For instance, you can get the best of both worlds, causal order and “wall clock”
timestamps, by having a TIMESTAMPTZ
field, only inserting rows within
serializable transactions, and setting the created_at
field to now, or after
the latest insertion:
BEGIN ISOLATION LEVEL SERIALIZABLE;
INSERT INTO orders (created_at)
SELECT GREATEST(NOW(), MAX(created_at) + INTERVAL '1 microsecond') FROM orders;
COMMIT;
Indeed, PostgreSQL’s TIMESTAMPTZ
has a precision up to the microsecond. You
don’t want to have conflicts in your created_at
(otherwise you could not
determine causal order between the conflicting rows), so you add a microsecond
to the current time if there is a conflict.
However, here, concurrent operations are likely to fail, as we acquire a
(non-blocking) SIReadLock on the whole table (what the documentation calls a
relation lock):
SELECT l.mode, l.relation::regclass, l.page, l.tuple, substring(a.query from 0 for 19)
FROM pg_stat_activity a JOIN pg_locks l ON l.pid = a.pid
WHERE l.relation::regclass::text LIKE 'orders%'
AND datname = current_database()
AND granted
ORDER BY a.query_start;
mode | relation | page | tuple | substring
------------------+----------+------+-------+--------------------
SIReadLock | orders | | | INSERT INTO orders
RowExclusiveLock | orders | | | INSERT INTO orders
AccessShareLock | orders | | | INSERT INTO orders
The reason for that is that we perform a slow Seq Scan in this trivial example,
as the EXPLAIN proves.
QUERY PLAN
-------------------------------------------------------------------------------
Insert on orders (cost=38.25..38.28 rows=1 width=8)
-> Aggregate (cost=38.25..38.27 rows=1 width=8)
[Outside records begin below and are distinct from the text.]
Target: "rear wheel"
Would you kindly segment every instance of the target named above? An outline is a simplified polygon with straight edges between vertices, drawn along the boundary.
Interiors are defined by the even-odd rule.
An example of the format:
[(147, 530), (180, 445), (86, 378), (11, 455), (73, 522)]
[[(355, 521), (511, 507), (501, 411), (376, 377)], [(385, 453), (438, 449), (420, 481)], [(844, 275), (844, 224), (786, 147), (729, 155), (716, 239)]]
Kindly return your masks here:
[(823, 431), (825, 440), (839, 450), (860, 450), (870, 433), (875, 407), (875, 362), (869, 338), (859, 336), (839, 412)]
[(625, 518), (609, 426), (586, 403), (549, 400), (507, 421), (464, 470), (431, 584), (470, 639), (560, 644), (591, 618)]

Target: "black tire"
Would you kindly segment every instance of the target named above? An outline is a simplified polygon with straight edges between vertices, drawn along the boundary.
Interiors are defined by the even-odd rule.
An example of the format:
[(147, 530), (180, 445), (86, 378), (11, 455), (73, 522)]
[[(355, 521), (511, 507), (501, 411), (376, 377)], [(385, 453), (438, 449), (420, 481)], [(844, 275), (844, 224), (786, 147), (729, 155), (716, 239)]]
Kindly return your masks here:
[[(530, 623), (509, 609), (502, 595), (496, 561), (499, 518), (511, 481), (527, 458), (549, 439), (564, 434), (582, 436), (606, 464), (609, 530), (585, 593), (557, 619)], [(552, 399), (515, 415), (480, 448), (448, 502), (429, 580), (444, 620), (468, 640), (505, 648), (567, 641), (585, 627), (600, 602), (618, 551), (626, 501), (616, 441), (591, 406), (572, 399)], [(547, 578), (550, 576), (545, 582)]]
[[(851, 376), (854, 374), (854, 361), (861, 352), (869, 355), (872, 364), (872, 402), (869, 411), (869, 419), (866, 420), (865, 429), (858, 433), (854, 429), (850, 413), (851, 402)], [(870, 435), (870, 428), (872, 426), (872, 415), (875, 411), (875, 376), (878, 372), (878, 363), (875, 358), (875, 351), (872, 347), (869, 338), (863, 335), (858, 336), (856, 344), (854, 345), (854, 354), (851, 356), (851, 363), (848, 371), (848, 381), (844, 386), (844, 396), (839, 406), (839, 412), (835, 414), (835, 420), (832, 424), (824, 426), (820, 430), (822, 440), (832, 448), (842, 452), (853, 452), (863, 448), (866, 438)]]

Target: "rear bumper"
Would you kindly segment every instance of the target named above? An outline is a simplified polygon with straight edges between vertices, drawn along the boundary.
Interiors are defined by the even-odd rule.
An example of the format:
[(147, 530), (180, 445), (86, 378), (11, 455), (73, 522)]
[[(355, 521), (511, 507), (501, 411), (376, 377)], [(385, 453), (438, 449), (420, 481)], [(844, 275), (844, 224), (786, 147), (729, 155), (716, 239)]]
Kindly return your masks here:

-> Seq Scan on orders orders_1 (cost=0.00..32.60 rows=2260 width=8)
With an index, concurrent operations are much more likely to work:
CREATE INDEX created_at_idx ON orders (created_at);
We then only take a tuple lock on the table:
mode | relation | page | tuple | substring
------------------+----------+------+-------+--------------------
SIReadLock | orders | 0 | 5 | INSERT INTO orders
RowExclusiveLock | orders | | | INSERT INTO orders
AccessShareLock | orders | | | INSERT INTO orders
However, the tuple in question is the latest row in the table. Any two
concurrent insertions will definitely read from the same one: the one with the
latest created_at
. Therefore, only one of concurrent insertion will succeed;
the others will need to be retried until they do too.
Subset Ordering §
In cases where you only need a unique ordering for a subset of rows based on
another field, you can set a combined index with that other field:
CREATE TABLE orders (
account_id UUID DEFAULT gen_random_uuid(),
created_at TIMESTAMPTZ);
CREATE INDEX account_created_at_idx ON orders (account_id, created_at DESC);
Then the query planner goes through the account index:
INSERT INTO orders (account_id, created_at)
SELECT account_id, GREATEST(NOW(), created_at + INTERVAL '1 microsecond')
FROM orders WHERE account_id = '9c99bef6-a05a-48c4-bba3-6080a6ce4f2e'::uuid
ORDER BY created_at DESC LIMIT 1
QUERY PLAN
-----------------------------------------------------------------------------------------------------------------------
Insert on orders (cost=0.15..3.69 rows=1 width=24)
-> Subquery Scan on "*SELECT*" (cost=0.15..3.69 rows=1 width=24)
-> Limit (cost=0.15..3.68 rows=1 width=32)
-> Index Only Scan using account_created_at_idx on orders orders_1 (cost=0.15..28.35 rows=8 width=32)
Index Cond: (account_id = '9c99bef6-a05a-48c4-bba3-6080a6ce4f2e'::uuid)
And concurrent insertions on different accounts work:
mode | relation | page | tuple | substring
------------------+----------+------+-------+--------------------
SIReadLock | orders | 0 | 1 | INSERT INTO orders
RowExclusiveLock | orders | | | INSERT INTO orders
AccessShareLock | orders | | | INSERT INTO orders
SIReadLock | orders | 0 | 2 | COMMIT;
(The first three row are from one not-finished transaction on account 1, the
last is from a finished one on account 2.)